うっかり言ってしまう“失言”。ご本人に悪気はないのでしょうが、発したそのひと言が命取り! お見合いを台無しにしてしまうことがあります。 

 婚活ライターをしながら、仲人としてもお見合いの現場に関わる筆者が、目の当たりにした婚活事情を、さまざまなテーマ別に考えていく連載。今回は「お見合いの席で、地雷を踏んだ男たち」です。

「そんなに言ってくれるんじゃ、会ってみるか」

 聡子さん(38歳、仮名)が、恒雄さん(42歳、仮名)とお見合いを終え、「お断りでお願いします」と連絡を入れてきました。お見合いを終えてすぐのお断りだったので何があったのかを聞くと、とても憤慨したような口調で言いました。

「お目にかかって開口一番におっしゃったのが、『僕は、あなたのお申し込みを一度お断りしているんですよ。でも、また申し込んでくれた。そんなに言ってくれるんじゃ、ま、会ってみるかと、お見合いを承諾したんです』と。私、お見合い申し込んだことすら忘れていましたけどね(苦笑)」

 結婚相談所において、お見合いの申し込みを一度に20人、30人にするのは、当たり前のことです。これだけお申し込みをしても、受諾されるのは、1人か2人。それが現状です。なぜかといえば、好条件の方には人気が集中するので、なかなか受けてもらえないのです。
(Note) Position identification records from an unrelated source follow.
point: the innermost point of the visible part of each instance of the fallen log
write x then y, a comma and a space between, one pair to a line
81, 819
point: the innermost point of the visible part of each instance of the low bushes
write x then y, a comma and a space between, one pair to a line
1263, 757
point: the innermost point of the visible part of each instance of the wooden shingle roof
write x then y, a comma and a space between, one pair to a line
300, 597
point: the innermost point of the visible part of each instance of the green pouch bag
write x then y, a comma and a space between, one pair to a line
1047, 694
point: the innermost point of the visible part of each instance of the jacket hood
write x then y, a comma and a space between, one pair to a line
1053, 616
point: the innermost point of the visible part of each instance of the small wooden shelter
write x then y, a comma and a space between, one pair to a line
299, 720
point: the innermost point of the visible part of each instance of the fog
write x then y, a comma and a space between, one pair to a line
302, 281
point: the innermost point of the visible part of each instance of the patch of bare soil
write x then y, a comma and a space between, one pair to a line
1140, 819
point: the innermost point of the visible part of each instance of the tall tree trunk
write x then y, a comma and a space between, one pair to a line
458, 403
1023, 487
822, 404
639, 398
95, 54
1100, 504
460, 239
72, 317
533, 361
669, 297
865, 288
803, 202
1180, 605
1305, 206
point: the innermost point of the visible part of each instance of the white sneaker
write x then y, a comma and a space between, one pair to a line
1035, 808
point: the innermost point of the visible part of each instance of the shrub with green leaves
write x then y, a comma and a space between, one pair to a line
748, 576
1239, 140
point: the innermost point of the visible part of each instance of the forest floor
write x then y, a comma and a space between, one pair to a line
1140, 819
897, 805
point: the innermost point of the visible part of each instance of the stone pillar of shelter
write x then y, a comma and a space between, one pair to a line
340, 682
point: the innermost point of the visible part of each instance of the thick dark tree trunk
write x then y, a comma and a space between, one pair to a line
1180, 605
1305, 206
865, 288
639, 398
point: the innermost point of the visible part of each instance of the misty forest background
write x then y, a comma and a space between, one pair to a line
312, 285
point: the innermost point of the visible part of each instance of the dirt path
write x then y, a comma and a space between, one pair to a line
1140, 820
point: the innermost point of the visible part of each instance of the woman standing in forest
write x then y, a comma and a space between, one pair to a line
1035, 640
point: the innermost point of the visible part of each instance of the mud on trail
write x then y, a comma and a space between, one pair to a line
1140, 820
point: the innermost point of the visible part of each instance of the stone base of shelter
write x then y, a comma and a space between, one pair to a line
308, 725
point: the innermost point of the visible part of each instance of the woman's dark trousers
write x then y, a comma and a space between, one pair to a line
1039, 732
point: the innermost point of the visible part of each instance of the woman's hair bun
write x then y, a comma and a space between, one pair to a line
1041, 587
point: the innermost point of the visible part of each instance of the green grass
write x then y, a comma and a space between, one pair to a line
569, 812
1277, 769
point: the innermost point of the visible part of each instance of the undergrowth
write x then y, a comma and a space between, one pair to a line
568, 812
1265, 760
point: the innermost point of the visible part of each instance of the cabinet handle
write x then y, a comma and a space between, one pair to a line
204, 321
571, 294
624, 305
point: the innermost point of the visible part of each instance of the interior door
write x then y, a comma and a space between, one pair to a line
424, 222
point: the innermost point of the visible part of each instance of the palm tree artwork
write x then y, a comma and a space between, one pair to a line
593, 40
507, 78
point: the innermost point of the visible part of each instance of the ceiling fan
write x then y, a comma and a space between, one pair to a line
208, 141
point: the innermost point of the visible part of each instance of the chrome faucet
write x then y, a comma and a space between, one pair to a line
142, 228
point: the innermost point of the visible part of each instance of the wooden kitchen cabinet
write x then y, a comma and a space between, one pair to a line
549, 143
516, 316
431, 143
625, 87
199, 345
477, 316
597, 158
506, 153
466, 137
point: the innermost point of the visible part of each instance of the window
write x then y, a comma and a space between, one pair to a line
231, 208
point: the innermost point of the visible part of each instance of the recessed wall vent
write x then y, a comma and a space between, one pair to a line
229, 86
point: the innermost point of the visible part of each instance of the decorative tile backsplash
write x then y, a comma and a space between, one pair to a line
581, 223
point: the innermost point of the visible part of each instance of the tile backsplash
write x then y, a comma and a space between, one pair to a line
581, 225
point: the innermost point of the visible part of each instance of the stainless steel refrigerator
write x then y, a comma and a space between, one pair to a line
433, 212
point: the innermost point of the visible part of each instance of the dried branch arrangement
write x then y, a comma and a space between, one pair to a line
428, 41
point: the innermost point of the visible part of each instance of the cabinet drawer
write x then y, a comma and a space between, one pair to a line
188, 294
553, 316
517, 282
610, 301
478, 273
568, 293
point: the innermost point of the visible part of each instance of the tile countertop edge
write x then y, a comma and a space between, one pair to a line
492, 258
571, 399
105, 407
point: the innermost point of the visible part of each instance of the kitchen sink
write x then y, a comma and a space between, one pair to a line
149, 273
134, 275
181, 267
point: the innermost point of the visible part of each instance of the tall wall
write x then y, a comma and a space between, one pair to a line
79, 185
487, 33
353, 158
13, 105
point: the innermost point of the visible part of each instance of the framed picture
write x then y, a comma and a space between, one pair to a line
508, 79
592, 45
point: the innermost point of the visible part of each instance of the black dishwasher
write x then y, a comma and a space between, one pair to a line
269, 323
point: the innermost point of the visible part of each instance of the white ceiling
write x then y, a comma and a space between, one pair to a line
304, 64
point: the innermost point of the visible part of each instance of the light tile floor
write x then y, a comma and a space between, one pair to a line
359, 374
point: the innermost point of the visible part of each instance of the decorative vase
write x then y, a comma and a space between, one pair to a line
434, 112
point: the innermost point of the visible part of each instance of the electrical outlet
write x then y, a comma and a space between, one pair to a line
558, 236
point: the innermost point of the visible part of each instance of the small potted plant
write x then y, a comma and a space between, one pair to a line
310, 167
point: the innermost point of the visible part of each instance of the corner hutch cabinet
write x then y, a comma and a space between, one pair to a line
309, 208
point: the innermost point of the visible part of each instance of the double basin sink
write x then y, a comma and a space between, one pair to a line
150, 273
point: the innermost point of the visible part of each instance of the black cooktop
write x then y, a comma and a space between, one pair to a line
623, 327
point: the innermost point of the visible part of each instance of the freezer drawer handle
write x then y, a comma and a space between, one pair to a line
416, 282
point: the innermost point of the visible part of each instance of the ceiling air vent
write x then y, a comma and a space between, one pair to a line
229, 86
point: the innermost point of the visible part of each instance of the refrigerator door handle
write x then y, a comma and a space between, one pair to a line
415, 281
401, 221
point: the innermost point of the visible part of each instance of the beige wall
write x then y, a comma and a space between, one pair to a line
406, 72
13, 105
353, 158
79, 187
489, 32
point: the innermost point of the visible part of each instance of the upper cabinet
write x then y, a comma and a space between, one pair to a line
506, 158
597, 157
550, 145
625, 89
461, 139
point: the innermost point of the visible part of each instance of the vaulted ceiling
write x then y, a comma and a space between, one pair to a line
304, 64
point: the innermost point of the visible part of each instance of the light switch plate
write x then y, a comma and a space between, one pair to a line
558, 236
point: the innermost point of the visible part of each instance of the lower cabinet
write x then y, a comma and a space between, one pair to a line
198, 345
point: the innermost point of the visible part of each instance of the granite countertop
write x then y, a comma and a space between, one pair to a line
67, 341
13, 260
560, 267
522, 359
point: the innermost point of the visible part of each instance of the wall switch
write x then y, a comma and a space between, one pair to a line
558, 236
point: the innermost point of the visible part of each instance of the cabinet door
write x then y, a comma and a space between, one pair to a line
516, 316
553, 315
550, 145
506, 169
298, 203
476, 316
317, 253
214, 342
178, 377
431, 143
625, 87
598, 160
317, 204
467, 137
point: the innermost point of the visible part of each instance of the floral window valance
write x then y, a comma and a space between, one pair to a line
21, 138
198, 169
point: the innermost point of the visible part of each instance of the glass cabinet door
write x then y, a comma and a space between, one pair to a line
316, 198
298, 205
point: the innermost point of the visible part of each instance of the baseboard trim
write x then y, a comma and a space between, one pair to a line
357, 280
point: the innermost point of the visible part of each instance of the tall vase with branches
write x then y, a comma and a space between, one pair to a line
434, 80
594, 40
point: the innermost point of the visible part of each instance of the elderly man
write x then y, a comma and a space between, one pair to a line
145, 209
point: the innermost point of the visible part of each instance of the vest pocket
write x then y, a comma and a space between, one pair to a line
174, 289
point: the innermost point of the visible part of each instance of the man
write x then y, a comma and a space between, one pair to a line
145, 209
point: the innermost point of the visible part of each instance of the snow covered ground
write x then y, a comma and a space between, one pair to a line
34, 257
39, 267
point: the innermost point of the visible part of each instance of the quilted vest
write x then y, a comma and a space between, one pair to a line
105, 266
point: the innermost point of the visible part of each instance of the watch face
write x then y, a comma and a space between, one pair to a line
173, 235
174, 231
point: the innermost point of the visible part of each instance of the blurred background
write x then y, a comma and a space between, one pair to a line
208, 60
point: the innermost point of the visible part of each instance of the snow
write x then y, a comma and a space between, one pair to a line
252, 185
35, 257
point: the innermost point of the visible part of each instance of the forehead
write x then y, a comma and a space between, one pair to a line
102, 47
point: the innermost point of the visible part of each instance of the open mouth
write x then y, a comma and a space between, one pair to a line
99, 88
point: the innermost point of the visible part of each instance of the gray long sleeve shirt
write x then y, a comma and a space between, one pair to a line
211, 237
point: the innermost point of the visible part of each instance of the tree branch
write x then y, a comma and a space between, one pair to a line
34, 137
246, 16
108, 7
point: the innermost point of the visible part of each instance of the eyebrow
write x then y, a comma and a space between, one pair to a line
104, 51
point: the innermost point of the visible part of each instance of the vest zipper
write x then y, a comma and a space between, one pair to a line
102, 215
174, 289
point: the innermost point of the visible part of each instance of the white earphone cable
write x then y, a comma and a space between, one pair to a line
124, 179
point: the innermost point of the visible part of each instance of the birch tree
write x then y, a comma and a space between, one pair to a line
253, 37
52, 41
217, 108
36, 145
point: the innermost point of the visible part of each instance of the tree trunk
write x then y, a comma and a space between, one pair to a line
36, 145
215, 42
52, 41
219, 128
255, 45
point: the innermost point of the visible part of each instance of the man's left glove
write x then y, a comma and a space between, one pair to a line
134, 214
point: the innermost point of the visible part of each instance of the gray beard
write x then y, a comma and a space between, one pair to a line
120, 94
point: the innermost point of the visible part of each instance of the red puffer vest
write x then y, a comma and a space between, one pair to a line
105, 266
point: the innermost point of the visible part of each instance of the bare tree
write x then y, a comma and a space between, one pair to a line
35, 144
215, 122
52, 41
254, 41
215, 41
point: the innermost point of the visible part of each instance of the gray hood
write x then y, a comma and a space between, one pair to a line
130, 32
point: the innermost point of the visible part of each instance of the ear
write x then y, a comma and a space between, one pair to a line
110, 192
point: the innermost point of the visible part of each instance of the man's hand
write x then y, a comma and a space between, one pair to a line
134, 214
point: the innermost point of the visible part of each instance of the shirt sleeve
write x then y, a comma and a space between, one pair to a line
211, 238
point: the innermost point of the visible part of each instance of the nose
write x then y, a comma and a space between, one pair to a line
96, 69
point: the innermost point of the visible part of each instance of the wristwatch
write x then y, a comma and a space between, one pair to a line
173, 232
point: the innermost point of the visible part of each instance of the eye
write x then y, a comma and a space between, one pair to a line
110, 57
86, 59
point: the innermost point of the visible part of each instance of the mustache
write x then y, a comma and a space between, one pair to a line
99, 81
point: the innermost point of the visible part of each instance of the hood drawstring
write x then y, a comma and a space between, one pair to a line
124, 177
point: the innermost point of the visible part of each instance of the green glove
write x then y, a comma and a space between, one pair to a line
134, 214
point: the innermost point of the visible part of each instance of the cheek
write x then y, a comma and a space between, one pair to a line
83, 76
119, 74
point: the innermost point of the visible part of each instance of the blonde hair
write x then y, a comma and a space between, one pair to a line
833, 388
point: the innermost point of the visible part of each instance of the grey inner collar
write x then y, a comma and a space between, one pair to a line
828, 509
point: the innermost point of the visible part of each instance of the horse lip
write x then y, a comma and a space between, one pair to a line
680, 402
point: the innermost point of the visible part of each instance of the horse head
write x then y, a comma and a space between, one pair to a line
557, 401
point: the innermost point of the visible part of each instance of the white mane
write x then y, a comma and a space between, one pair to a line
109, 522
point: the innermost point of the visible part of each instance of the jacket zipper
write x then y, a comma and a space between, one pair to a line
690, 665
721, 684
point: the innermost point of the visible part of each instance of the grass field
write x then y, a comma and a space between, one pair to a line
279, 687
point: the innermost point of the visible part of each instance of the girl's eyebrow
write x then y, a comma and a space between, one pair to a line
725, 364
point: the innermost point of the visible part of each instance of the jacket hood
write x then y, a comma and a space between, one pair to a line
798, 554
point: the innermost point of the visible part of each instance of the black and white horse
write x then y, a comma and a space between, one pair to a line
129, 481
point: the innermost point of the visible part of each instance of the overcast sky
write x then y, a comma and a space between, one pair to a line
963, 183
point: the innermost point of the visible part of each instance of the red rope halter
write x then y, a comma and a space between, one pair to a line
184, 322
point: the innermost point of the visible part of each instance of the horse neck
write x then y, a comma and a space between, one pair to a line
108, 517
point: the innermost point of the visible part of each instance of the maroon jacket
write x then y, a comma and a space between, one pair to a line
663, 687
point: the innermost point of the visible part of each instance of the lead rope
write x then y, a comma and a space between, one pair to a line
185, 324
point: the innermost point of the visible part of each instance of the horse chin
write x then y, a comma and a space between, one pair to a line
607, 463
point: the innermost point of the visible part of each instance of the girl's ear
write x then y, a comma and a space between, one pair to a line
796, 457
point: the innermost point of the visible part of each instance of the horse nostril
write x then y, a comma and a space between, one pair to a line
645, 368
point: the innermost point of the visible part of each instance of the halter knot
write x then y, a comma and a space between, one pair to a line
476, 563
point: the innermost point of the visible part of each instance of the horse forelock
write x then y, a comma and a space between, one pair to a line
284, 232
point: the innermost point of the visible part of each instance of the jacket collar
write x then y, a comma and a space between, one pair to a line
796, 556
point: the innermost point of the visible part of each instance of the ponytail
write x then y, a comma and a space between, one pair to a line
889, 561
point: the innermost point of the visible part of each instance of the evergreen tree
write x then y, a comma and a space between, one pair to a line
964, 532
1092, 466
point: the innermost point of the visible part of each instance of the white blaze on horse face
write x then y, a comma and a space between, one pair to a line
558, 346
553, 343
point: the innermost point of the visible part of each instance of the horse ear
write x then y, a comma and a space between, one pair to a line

 20人、30人といっぺんに申し込んでいれば、誰に申し込んだかはいちいち覚えていられません。また、一度お断りされた方にまた申し込んでしまうこともままあります。

 しかし、恒雄さんは、断ったのにまた申し込んできたのは、自分が相当気に入られていると思ったのでしょう。

 さらに聡子さんは、続けました。

「“オレに見合いを2回申し込んだ女”だと思っていたからなのか、とにかく会話が上から目線の物言いでした。それで、『あなたは、プロフィールが大卒となっていますが、大学はどちらだったんですか?』と聞いてきたんですね。それで、私が大学名を言ったら急にひるんで、言葉遣いが変わったんです」

 実は聡子さん、超難関の誰もが知る有名な国立大学を卒業していていたのです。男性のプロフィールにも卒業大学名が記されていたのですが、そこよりもはるかに偏差値の高い大学でした。

「私は結婚するなら、見た目よりもお人柄だと思って婚活をしています。ですが、今回の方はなんだか最初の10分で、お人柄が見えたような気がしました」

 この2人、もちろん交際にはなりませんでした。